3/05/2012

Where are the Peer-to-Peer web apps?

Perhaps the reason we have not seen single-page html applications that connect directly to peers without an intermediate server is that browsers cannot easily listen on a local port. They can open outgoing connections all day long, but WebRTC may be the first web standard that allows the browser to listen on a port. If there are others, please let me know.

Of course, the WebRTC spec looks overly complicated for the incredibly simple thing I want to do. I just want the browser to be able to listen on a port like any other process on the machine can. Sure, there are security implications, but these exist for everything the browser exposes to web applications, and there's an entire class of Peer-to-Peer web apps that simply cannot easily be written using current web technologies.

There are many examples of a Peer-to-Peer experience being delivered to users using a client-server architecture. ChatRoulette, Omegle, and even more recently, products like Google Hangouts. These applications must be implemented by using servers in the middle to connect the peers, making scaling them much harder than it would be if browsers could just listen.

There is an opportunity to explore a generic Client-Agent-Peer architecture, where Clients (Browsers) talk to an Agent server using HTTP to configure the state of the Agent, which would then be contacted by the Peer on behalf of the Client when the Browser is not online. When the Browser is online, the Agent can refer the Peer directly to the Client. When the Browser is offline, the Agent can handle the request itself using a cached copy of the material the Browser was sharing, or it can just decline to fulfill the request.

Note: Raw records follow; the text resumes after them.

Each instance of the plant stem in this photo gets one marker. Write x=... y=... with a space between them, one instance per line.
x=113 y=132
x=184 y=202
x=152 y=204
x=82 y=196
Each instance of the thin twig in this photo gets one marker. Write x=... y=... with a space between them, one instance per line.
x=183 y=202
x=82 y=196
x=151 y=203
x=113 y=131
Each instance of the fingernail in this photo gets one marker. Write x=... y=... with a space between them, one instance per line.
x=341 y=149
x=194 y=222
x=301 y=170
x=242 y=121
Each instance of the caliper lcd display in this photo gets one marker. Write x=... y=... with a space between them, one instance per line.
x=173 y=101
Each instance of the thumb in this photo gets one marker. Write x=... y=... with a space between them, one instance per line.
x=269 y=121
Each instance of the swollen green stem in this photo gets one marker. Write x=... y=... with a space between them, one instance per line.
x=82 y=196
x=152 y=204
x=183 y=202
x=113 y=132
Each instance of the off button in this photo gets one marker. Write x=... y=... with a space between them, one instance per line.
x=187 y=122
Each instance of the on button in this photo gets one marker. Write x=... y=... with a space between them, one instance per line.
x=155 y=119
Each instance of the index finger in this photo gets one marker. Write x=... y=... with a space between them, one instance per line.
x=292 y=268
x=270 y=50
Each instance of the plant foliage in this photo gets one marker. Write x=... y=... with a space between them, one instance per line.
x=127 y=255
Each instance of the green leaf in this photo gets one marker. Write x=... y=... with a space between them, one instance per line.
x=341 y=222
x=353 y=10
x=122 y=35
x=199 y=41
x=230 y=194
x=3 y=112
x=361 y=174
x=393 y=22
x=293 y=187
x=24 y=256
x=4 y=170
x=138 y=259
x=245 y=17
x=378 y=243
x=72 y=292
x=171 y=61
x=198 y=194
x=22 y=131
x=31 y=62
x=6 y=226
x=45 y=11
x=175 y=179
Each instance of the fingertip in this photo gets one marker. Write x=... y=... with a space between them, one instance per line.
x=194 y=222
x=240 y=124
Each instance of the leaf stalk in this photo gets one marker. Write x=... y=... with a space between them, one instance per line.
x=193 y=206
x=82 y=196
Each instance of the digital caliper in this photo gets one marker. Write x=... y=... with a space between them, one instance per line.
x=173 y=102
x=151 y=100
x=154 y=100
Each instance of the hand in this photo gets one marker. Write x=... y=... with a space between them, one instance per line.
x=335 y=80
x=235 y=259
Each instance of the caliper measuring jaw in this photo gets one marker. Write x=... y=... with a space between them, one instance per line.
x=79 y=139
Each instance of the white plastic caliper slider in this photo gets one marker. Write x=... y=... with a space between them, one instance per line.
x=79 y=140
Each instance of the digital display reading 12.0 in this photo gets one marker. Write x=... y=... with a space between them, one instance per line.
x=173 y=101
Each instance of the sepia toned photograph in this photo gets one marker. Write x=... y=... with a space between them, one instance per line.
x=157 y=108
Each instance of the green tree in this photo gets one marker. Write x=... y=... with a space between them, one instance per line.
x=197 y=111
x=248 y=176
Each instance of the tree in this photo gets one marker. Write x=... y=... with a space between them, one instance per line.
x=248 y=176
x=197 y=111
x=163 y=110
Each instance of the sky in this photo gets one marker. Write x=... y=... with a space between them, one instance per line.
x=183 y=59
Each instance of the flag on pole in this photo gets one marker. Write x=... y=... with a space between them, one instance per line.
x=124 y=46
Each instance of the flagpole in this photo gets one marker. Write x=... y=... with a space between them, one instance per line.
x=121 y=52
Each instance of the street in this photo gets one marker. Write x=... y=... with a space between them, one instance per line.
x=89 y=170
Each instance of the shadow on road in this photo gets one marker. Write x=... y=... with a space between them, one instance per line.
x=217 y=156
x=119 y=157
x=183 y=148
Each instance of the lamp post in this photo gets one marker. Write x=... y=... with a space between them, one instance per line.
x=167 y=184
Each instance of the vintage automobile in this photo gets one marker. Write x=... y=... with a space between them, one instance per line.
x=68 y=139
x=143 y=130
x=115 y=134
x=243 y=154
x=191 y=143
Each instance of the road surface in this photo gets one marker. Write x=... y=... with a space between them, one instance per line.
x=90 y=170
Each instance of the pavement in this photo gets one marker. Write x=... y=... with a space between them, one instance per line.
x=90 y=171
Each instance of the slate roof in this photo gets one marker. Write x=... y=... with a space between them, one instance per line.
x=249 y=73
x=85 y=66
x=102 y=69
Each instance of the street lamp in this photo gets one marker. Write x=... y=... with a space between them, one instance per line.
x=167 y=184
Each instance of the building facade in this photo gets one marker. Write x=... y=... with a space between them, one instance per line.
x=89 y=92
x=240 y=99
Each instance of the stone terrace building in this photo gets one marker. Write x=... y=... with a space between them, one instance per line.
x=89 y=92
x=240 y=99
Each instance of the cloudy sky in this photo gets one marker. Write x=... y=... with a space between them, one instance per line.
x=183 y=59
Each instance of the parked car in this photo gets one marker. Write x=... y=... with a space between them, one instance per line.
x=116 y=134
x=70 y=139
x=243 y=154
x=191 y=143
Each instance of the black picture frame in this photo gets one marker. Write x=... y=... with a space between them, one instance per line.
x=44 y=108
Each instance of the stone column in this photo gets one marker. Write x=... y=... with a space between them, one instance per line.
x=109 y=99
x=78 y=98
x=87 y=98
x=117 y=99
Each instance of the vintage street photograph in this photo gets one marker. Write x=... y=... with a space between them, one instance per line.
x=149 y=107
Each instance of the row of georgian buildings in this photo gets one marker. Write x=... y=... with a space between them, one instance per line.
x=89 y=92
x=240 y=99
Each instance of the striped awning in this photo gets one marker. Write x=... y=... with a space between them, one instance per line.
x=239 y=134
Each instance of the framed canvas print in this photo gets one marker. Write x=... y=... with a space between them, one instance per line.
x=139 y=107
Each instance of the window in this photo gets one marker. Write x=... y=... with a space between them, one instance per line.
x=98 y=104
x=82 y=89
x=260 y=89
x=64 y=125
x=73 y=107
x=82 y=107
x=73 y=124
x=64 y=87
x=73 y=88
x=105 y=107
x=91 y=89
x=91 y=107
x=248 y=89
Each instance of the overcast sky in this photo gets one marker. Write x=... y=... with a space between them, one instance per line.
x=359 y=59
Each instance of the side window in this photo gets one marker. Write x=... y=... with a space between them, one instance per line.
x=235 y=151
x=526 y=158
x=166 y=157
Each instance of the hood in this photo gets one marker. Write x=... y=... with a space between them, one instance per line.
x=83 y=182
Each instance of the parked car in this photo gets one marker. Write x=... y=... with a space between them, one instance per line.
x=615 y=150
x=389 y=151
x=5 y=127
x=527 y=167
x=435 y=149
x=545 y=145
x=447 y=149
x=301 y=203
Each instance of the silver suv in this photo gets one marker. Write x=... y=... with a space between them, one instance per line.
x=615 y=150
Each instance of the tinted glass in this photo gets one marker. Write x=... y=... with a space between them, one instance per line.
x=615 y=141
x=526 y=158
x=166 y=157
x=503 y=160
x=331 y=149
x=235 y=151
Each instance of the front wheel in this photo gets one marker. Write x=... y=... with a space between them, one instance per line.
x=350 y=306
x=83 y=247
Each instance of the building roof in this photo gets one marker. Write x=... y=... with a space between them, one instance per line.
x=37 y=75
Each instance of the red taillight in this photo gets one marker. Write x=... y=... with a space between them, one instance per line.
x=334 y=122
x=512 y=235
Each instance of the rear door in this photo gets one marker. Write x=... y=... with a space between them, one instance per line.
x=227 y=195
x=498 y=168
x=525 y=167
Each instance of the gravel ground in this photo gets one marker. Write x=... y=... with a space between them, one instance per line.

Reverse HTTP was my attempt to push out the simplest thing that could possibly work to get browsers to talk to each other. It didn't really go anywhere in terms of being implemented in actual browsers. Coincidentally, someone else had the same idea around the same time, and implemented Reverse HTTP in terms of actual HTTP Requests encoded in Responses, and vice versa. This makes it possible to write a pure javascript client rather than needing the browser to support the Upgrade protocol itself.

Really, though, it would be very nice if all of the hacks and tricks and workarounds weren't necessary, and I could just listen on a port with javascript. I'll keep dreaming.